Day 3: Grouping and Summarizing Data

Introduction: Grouping and summarizing data are powerful techniques in exploratory data analysis, allowing us to discover patterns, trends, and anomalies in datasets. With dplyr, these tasks become highly intuitive through the use of readable, well-structured syntax. Grouping organizes data into categories based on the values of one or more columns, and summarizing computes aggregate statistics within each group, providing deeper insights than would be possible from raw observations alone. Mastering these techniques is fundamental for anyone working in data science, business analytics, or research fields that require meaningful data interpretation.

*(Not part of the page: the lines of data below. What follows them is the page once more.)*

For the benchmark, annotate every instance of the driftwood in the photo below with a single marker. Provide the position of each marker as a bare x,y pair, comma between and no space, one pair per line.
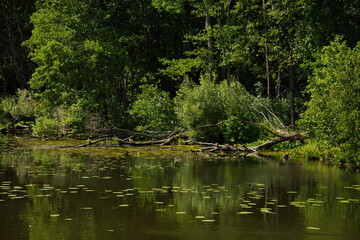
212,147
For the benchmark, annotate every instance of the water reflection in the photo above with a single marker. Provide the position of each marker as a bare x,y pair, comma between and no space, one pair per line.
58,194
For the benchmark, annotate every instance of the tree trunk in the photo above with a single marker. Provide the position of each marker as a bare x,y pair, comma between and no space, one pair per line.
209,40
266,53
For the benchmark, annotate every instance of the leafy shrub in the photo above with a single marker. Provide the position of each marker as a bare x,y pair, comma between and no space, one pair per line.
153,110
46,126
333,112
21,107
200,105
210,103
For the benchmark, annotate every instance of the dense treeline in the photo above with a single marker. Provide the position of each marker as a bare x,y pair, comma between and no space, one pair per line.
156,64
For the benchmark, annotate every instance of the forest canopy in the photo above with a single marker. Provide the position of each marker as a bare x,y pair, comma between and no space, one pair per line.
76,66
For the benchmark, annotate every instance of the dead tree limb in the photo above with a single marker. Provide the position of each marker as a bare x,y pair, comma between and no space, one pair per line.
266,145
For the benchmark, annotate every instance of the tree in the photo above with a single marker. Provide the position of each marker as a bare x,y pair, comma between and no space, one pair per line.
15,67
333,110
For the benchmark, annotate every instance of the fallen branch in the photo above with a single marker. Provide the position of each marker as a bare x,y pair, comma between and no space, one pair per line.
244,121
266,145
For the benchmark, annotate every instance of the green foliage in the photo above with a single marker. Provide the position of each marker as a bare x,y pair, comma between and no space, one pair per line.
333,113
46,126
153,110
21,107
210,103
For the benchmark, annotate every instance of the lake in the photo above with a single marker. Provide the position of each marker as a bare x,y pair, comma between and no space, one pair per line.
172,193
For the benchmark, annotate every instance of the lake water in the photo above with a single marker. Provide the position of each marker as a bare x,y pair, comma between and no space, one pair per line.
148,193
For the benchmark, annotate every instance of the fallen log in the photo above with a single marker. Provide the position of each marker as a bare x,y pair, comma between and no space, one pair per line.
266,145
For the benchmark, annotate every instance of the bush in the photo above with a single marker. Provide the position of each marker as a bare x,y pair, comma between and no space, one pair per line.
333,112
210,103
200,105
21,107
60,120
46,126
153,110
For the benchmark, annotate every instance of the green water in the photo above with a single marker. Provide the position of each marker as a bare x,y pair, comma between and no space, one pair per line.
118,193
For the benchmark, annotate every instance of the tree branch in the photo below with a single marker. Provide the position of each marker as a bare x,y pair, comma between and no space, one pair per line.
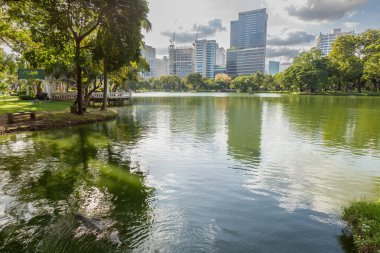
91,29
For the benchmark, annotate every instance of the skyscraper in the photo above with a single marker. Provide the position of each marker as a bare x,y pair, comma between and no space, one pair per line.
274,67
324,41
181,60
205,57
149,53
248,43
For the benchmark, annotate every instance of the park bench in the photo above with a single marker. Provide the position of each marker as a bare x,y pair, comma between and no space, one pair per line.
12,116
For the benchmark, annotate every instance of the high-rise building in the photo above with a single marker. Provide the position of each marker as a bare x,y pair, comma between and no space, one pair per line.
181,61
324,41
220,57
248,43
166,65
149,53
274,67
205,57
157,67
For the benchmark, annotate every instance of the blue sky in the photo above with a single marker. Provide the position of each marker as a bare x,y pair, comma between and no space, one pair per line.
292,24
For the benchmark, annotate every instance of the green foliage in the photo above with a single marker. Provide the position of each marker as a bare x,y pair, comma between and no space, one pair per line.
364,219
309,72
26,97
13,104
195,81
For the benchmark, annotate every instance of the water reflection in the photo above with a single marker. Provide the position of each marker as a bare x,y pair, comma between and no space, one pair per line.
194,173
46,178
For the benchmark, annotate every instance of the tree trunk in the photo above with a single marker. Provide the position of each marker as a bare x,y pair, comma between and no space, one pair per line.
79,76
359,86
105,89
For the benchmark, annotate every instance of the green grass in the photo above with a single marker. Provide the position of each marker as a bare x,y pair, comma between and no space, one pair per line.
13,104
363,217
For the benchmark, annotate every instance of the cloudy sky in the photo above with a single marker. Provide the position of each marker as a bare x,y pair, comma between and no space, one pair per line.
292,24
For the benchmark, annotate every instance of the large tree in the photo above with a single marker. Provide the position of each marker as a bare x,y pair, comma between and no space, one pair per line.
119,36
346,58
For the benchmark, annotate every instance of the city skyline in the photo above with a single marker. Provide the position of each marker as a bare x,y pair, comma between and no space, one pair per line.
292,27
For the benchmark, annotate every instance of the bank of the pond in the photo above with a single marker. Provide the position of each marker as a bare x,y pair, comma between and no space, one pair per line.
56,119
363,218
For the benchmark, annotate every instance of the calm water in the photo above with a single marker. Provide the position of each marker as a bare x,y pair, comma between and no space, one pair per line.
194,173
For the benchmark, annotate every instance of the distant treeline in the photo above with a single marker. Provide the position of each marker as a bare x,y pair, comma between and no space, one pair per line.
352,65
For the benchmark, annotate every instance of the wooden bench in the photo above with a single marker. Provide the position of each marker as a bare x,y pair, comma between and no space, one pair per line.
12,116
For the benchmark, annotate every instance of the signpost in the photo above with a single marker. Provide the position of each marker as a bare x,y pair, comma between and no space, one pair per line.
27,74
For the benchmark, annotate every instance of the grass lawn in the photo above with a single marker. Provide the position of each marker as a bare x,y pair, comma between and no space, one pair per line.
364,219
13,104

Objective: Today’s objective is to empower learners with the ability to group datasets by categorical or numerical variables and compute relevant summary statistics using dplyr. Specifically, learners will explore how to use group_by() to create groupings, apply summarise() to calculate statistics such as means and sums, and use helper functions like n() to count records. Learners will also understand the role of ungroup() in resetting the data structure after grouped operations. These skills will facilitate data condensation, making large and complex datasets easier to analyze and interpret.

Scope of the Lesson: This lesson covers several crucial operations for working with grouped data. Learners will use group_by() to define subsets of the data based on one or more columns, such as grouping customers by region or students by grade level. The summarise() function will then be applied to calculate statistical measures like mean(), sum(), min(), and max() within each group. Additional summarizing tools, such as n() for counting observations, will also be demonstrated. Finally, learners will understand how to use ungroup() to return the data to its original ungrouped form after performing grouped transformations, ensuring clarity and control over subsequent operations.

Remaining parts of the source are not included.